Linearity can be observed from above visualizations.

Homoscedasticity

In [None]:
y_train_pred = lr_6.predict(X_train_lm_6)
residual = y_train - y_train_pred
sns.scatterplot(x = y_train,y = residual)
plt.plot(y_train,(y_train - y_train), '-r')
plt.xlabel('Count')
plt.ylabel('Residual')
plt.show()

No visible pattern observed from above plot for residuals.

#### Independence of residuals

Durbin-Watson value of final model lr_6 is 2.085, which signifies there is no autocorrelation.
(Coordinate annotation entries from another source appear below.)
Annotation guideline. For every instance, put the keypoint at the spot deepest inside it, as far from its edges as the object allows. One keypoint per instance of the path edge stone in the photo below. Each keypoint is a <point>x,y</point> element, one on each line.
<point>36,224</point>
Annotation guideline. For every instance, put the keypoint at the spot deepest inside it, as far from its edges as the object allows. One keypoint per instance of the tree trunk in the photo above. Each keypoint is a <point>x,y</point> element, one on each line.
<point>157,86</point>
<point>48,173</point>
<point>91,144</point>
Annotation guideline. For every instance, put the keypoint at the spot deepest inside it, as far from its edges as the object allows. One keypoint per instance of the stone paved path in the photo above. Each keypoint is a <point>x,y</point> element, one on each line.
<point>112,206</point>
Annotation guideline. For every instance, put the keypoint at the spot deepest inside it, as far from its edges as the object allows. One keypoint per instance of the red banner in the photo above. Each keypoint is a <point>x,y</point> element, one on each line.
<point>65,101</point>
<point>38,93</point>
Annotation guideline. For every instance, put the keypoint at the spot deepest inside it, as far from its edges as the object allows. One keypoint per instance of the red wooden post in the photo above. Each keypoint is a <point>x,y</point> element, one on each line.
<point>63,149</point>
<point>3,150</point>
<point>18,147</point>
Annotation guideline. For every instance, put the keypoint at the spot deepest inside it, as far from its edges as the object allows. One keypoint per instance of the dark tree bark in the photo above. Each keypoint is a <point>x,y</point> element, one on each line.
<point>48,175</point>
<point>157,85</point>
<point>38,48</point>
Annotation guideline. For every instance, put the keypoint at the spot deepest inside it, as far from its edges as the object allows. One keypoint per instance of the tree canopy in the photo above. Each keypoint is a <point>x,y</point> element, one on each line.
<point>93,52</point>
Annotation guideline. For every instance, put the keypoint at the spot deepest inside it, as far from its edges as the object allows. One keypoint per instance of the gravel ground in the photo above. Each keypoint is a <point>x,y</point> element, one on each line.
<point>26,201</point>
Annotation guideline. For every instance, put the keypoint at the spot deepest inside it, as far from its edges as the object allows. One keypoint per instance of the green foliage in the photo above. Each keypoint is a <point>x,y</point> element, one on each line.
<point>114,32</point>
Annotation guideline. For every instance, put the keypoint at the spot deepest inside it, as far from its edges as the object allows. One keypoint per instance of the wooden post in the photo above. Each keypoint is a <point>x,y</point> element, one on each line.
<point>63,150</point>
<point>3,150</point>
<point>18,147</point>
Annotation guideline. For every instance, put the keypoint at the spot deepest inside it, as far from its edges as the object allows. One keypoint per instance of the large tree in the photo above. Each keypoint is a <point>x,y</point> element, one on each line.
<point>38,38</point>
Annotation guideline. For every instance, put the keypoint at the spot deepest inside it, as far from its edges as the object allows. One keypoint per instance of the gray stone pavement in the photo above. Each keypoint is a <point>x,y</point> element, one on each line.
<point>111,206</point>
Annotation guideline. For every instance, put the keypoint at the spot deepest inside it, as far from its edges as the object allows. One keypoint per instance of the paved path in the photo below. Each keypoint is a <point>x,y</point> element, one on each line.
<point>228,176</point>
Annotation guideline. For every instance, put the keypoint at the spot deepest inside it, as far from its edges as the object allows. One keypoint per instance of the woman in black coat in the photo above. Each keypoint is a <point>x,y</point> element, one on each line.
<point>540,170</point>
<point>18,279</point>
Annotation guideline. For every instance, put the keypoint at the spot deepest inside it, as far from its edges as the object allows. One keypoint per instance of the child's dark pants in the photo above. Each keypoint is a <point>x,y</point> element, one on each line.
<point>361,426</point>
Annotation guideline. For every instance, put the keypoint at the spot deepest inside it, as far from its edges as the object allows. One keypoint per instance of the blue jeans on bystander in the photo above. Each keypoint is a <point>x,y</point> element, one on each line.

## Making Predictions Using the Final Model

Having fitted the model and verified the normality of error terms, we are now ready to proceed with making predictions using the final model, specifically the 6th model.


In [None]:
# Applying scaling on the test dataset

num_vars = ['temp', 'atemp', 'hum', 'windspeed','cnt']
df_test[num_vars] = scaler.transform(df_test[num_vars])
df_test.head()

In [None]:
df_test.describe()

In [None]:
y_test = df_test.pop('cnt')
X_test = df_test

In [None]:
col1 = X_train_new.columns

X_test = X_test[col1]

# Adding constant variable to test dataframe
X_test_lm_6 = sm.add_constant(X_test)

In [None]:
y_pred = lr_6.predict(X_test_lm_6)

In [None]:
r2 = r2_score(y_test, y_pred)
round(r2,4)

 ## Model Evaluation

In [None]:
# Plotting y_test and y_pred to understand the spread

fig = plt.figure()
plt.scatter(y_test, y_pred)
fig.suptitle('y_test vs y_pred', fontsize = 20) 
plt.xlabel('y_test', fontsize = 18)
plt.ylabel('y_pred', fontsize = 16) 

In [None]:
round(lr_6.params,4)

We can see that the equation of our best fitted line is:

$ cnt = 0.1909 + 0.2341  \times  year - 0.0963  \times  holiday + 0.4777 \times temp - 0.1481 \times windspeed + 0.0910 \times sep - 0.2850 \times Light_snowrain - 0.0787 \times Misty - 0.0554 \times spring + 0.0621 \times summer + 0.0945 \times winter $

In [None]:
# Calculating Adjusted R² value for the test dataset

adjusted_r2 = round(1-(1-r2)*(X_test.shape[0]-1)/(X_test.shape[0]-X_test.shape[1]-1),4)
print(adjusted_r2)

In [None]:
# Visualizing the fit on the test data
# plotting a Regression plot

plt.figure()
sns.regplot(x=y_test, y=y_pred, ci=68, fit_reg=True,scatter_kws={"color": "blue"}, line_kws={"color": "red"})
plt.title('y_test vs y_pred', fontsize=20)
plt.xlabel('y_test', fontsize=18)
plt.ylabel('y_pred', fontsize=16)
plt.show()

## Comparison between Training and Testing Dataset:
- Train Dataset R²           : 0.833
- Test Dataset R²            : 0.8038
- Train Dataset Adjusted R²  : 0.829
- Test Dataset Adjusted R²   : 0.7944

#### Factors Affecting Bike Demand:
The demand for bikes depends on various factors including year, holiday, temperature, windspeed, September, presence of light snow/rain, misty conditions, and the seasons of spring, summer, and winter.